I am trying to setup leanest possible configuration of Percona XtraDB cluster. I am planning to run multiple clusters comprising of 2 real nodes each. According to Percona documentation, it is strongly advised to have odd number of nodes in each cluster to avoid split brain, so I will need to add garbd to each cluster. My question is: is it possible to run garbd on one of the two real nodes of cluster? For example, cluster has two real nodes (two servers): node1 and node2. What if I run garbd on node1? In case if node1 and node2 loose network connectivity between each other, node1 (which also runs garbs) will have the quorum and continue service, whereas node2 will have service stopped… Am I missing something here?

If this is still not advised, what if I run multiple garbd daemons for my multiple clusters on one dedicated server? is it possible to run multiple garbds on one server? Do I understand correct that in this case garbds will need to use different ports? Do I understand correct that bandwidth requirement for this server will have to be equal to sum of bandwidths of all clusters for which it runs garbds?

Thank you very much in advance!

Instead of running garbd on data nodes, this function is what you are looking for I think:

Running multiple garbds on single server using different TCP ports should just work, but indeed you will need multiplied network bandwidth to handle traffic from all clusters.

przemek, thank you so much for fast response! I did not know about weighted quorum option.
Can you please explain me why garbd is still a recommended option if it is possible to use weighted quorum to prevent split brain?

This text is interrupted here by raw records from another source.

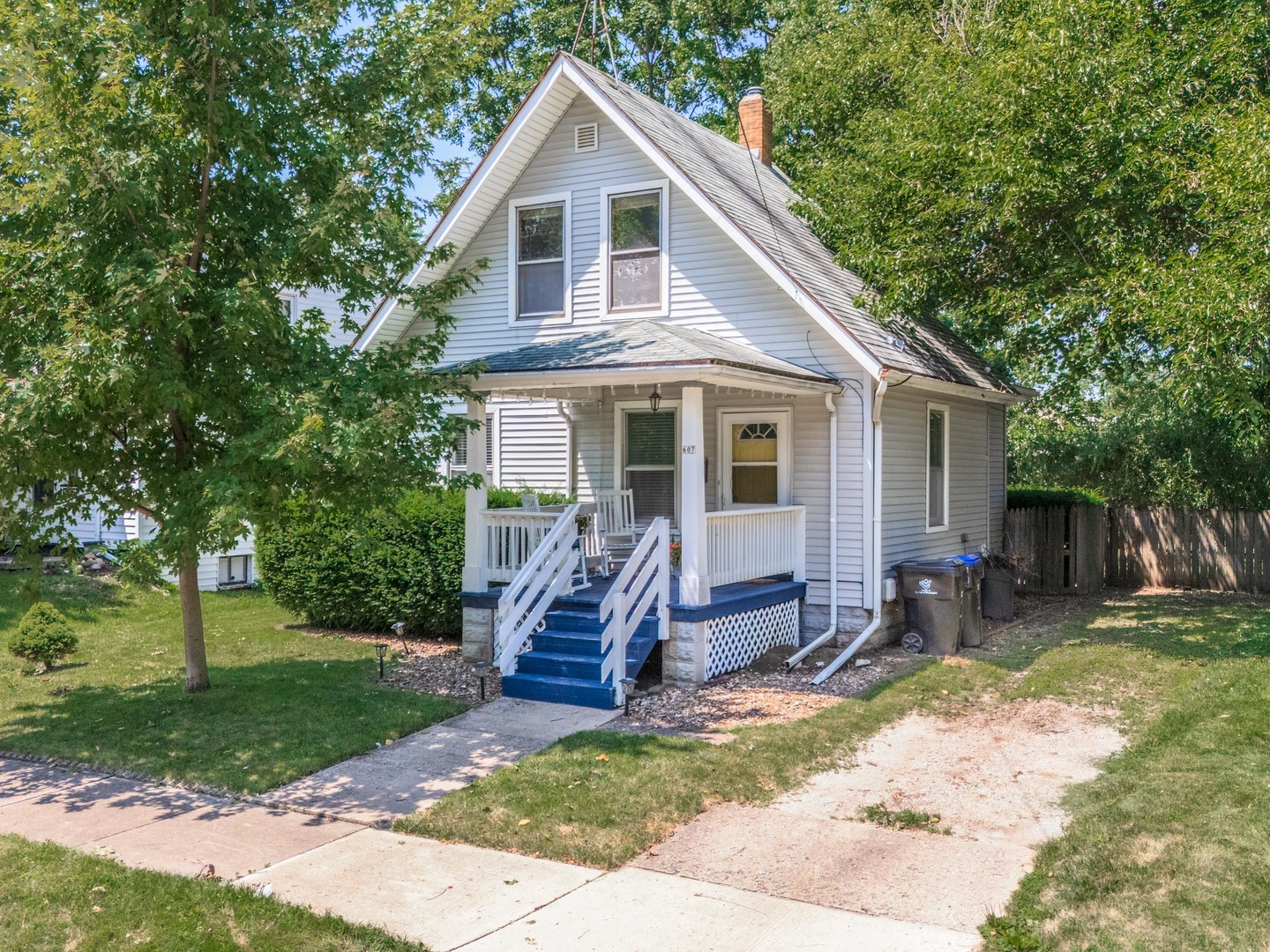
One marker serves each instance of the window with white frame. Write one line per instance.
(540, 235)
(635, 271)
(937, 466)
(458, 462)
(649, 450)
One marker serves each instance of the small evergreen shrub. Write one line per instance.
(138, 564)
(366, 571)
(43, 636)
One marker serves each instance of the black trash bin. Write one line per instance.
(935, 603)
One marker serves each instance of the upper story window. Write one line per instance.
(540, 235)
(635, 270)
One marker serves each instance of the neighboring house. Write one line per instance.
(798, 449)
(235, 566)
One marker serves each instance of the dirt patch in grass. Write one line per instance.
(766, 692)
(427, 666)
(990, 777)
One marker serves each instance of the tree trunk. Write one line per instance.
(192, 620)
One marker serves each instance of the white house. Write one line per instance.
(234, 568)
(660, 329)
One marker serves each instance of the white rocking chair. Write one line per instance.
(615, 508)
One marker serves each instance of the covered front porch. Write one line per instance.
(687, 528)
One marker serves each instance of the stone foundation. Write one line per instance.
(684, 654)
(478, 635)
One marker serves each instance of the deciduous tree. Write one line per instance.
(165, 170)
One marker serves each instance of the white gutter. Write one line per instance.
(877, 544)
(833, 539)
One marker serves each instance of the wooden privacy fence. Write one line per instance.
(1199, 548)
(1059, 548)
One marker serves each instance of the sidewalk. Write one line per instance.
(447, 895)
(415, 772)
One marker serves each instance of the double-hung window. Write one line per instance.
(539, 239)
(635, 262)
(937, 467)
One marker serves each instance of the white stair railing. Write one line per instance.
(526, 599)
(643, 580)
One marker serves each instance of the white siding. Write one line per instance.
(714, 287)
(970, 478)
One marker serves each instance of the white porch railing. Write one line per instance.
(511, 539)
(752, 544)
(643, 580)
(544, 576)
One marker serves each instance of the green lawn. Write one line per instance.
(1165, 851)
(52, 897)
(282, 704)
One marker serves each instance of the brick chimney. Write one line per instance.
(756, 124)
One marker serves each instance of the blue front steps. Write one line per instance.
(563, 661)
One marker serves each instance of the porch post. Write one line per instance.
(474, 502)
(693, 562)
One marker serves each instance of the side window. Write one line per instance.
(539, 240)
(937, 467)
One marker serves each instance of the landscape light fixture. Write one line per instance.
(482, 669)
(628, 689)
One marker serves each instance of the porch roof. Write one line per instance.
(646, 352)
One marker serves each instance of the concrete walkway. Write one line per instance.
(446, 895)
(415, 772)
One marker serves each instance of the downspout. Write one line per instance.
(877, 542)
(833, 539)
(568, 447)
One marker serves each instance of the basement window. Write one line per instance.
(235, 571)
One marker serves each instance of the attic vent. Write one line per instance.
(586, 138)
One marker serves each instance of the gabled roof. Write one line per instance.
(643, 344)
(751, 202)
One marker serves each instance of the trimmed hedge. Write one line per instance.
(366, 571)
(1032, 496)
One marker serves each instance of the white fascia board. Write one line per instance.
(721, 376)
(964, 391)
(857, 351)
(484, 169)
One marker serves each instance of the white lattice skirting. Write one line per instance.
(736, 640)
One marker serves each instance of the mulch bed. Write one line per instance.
(764, 693)
(429, 666)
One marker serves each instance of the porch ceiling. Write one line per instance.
(641, 353)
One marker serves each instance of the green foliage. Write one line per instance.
(1030, 496)
(366, 570)
(1140, 444)
(43, 636)
(695, 56)
(903, 819)
(165, 170)
(292, 703)
(1081, 190)
(138, 564)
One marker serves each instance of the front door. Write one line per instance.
(755, 458)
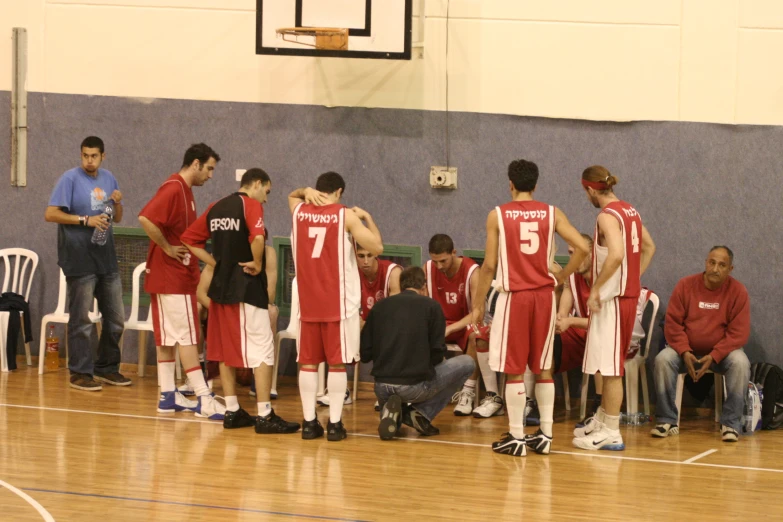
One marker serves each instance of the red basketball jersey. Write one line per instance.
(326, 270)
(581, 292)
(452, 293)
(525, 246)
(625, 282)
(172, 209)
(378, 289)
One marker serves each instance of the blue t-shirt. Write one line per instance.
(80, 194)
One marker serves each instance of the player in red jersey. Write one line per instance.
(239, 333)
(622, 251)
(520, 249)
(323, 235)
(172, 276)
(452, 282)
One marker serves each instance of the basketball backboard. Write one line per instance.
(374, 28)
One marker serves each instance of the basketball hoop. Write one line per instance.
(326, 38)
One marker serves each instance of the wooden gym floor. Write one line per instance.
(71, 455)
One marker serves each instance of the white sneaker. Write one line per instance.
(186, 389)
(209, 408)
(464, 399)
(490, 406)
(592, 424)
(323, 400)
(603, 439)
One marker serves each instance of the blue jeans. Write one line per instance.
(429, 397)
(735, 369)
(81, 292)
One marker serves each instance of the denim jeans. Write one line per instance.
(429, 397)
(81, 292)
(735, 369)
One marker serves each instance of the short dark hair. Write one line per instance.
(329, 182)
(441, 244)
(727, 249)
(93, 142)
(412, 277)
(252, 175)
(523, 174)
(201, 152)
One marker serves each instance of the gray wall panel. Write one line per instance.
(695, 184)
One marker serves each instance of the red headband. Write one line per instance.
(597, 185)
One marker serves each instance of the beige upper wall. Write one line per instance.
(696, 60)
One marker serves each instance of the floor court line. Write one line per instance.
(187, 504)
(689, 462)
(30, 500)
(700, 455)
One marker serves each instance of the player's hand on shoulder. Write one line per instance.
(315, 197)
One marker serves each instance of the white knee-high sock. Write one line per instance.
(336, 383)
(308, 385)
(546, 404)
(515, 404)
(488, 376)
(166, 371)
(530, 384)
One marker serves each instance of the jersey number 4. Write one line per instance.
(319, 233)
(528, 235)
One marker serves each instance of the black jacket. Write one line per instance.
(15, 303)
(404, 337)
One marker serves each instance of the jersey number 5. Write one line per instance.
(528, 235)
(319, 233)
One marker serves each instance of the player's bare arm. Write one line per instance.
(612, 235)
(394, 281)
(487, 270)
(257, 248)
(306, 195)
(369, 238)
(154, 233)
(570, 235)
(648, 250)
(204, 256)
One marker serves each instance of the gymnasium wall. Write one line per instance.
(695, 60)
(152, 80)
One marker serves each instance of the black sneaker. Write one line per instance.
(275, 424)
(312, 429)
(539, 442)
(509, 445)
(390, 418)
(335, 431)
(421, 424)
(115, 379)
(237, 419)
(85, 382)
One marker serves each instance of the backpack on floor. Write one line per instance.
(768, 378)
(752, 417)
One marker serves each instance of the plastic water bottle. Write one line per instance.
(99, 236)
(52, 361)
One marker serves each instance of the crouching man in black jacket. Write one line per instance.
(404, 337)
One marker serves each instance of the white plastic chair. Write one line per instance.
(291, 332)
(61, 316)
(635, 369)
(134, 322)
(21, 264)
(720, 391)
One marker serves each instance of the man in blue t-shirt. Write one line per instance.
(77, 206)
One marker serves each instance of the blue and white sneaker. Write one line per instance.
(186, 390)
(603, 439)
(172, 402)
(209, 408)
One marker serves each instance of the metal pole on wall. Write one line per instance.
(19, 109)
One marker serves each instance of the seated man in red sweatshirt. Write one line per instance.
(707, 323)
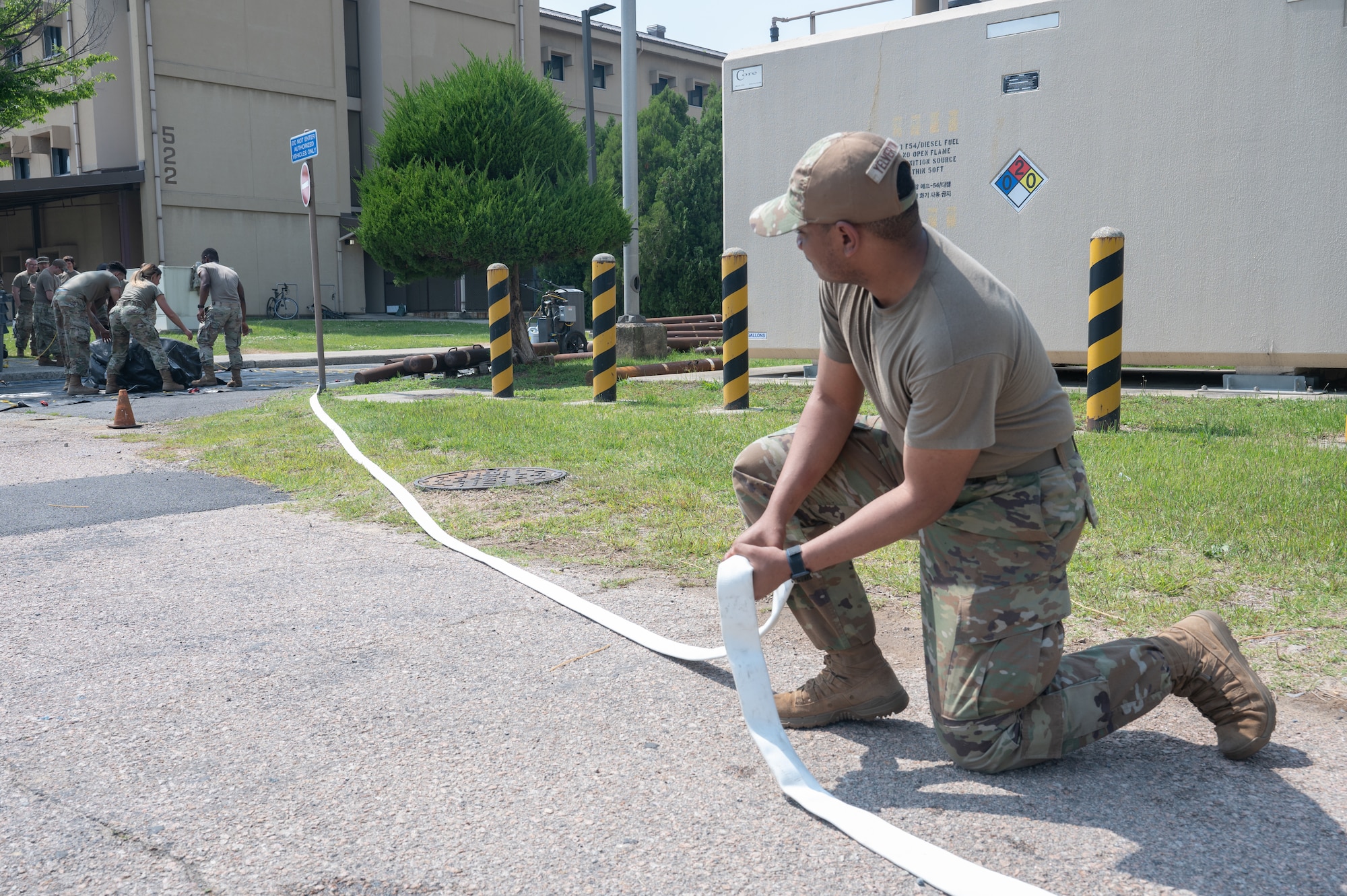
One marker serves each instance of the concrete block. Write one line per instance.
(642, 341)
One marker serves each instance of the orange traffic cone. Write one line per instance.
(123, 419)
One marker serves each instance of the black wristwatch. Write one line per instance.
(799, 572)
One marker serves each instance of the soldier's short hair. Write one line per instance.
(899, 228)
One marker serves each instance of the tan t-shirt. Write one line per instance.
(956, 365)
(25, 281)
(91, 285)
(220, 280)
(139, 296)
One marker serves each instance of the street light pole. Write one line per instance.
(631, 252)
(589, 83)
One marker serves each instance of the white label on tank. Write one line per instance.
(747, 78)
(1024, 26)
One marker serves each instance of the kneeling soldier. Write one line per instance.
(135, 316)
(972, 455)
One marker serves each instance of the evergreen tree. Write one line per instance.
(682, 236)
(680, 194)
(479, 167)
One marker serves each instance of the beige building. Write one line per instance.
(663, 63)
(189, 145)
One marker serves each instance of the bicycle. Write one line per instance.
(281, 306)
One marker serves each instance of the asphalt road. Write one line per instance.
(88, 501)
(160, 407)
(315, 707)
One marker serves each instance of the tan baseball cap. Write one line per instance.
(855, 175)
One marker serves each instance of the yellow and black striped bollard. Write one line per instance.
(604, 271)
(1104, 358)
(503, 345)
(735, 330)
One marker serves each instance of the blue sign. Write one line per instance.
(304, 147)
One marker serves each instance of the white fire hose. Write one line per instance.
(743, 648)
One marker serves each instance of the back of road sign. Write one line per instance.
(304, 145)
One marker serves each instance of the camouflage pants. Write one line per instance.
(45, 338)
(993, 598)
(129, 323)
(24, 326)
(75, 334)
(103, 315)
(223, 318)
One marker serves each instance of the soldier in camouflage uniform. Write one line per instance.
(76, 300)
(135, 316)
(46, 337)
(228, 315)
(973, 456)
(22, 291)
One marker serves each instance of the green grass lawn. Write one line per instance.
(1237, 505)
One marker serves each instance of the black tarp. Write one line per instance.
(139, 373)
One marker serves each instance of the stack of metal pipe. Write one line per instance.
(448, 362)
(690, 331)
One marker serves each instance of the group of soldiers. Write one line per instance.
(56, 307)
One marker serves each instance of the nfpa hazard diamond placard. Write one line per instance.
(1019, 180)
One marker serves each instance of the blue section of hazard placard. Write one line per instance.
(304, 145)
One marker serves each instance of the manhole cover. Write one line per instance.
(492, 478)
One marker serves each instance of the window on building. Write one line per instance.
(52, 40)
(355, 148)
(352, 23)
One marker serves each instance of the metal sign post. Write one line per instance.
(302, 148)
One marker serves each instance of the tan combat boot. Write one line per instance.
(1208, 668)
(208, 377)
(76, 388)
(855, 684)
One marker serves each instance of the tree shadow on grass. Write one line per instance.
(1201, 823)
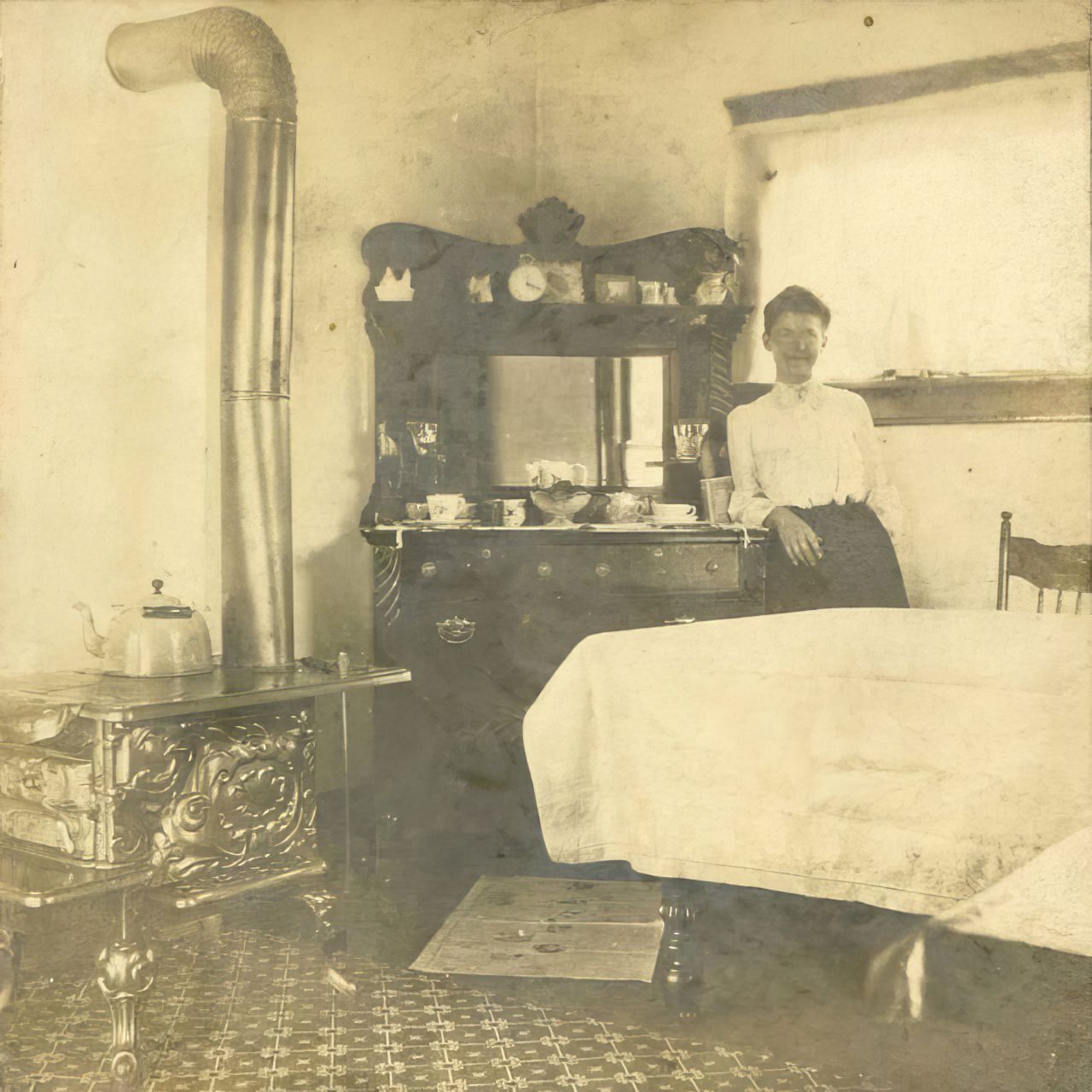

One scenario is connection broken between two datacenters with both equal number of nodes. If you always know that DC A is more important than B, so never continue work on B when A is down, then just assign more weight to A. But what if connection between DCs is lost but only one of them have still connection to the world? You would probably want to choose that one to continue working. In this case, independent garbd node in 3rd location will help maintain quorum in the right DC. But remember to make sure the garbd node has proper bandwidth and reliable link. Makes sense?
Also you may end up with split brain between two server racks - garbd in 3rd rack will help :slight_smile:

I see, thanks. I am planning to have additional monitoring on top of Percona XtraDB cluster anyway, so I should be able to detect situation when one of the nodes lost connection to the outer world.

Do I understand correct that if I will end up with only one node connected to the world and accepting queries (even if this is a node with less quorum weight), there will be no split brain risk anyways and two nodes will continue replicating?.. Or disconnected node with higher weight will become a replication donor and prevent connected node with less weight from accepting queries from the world?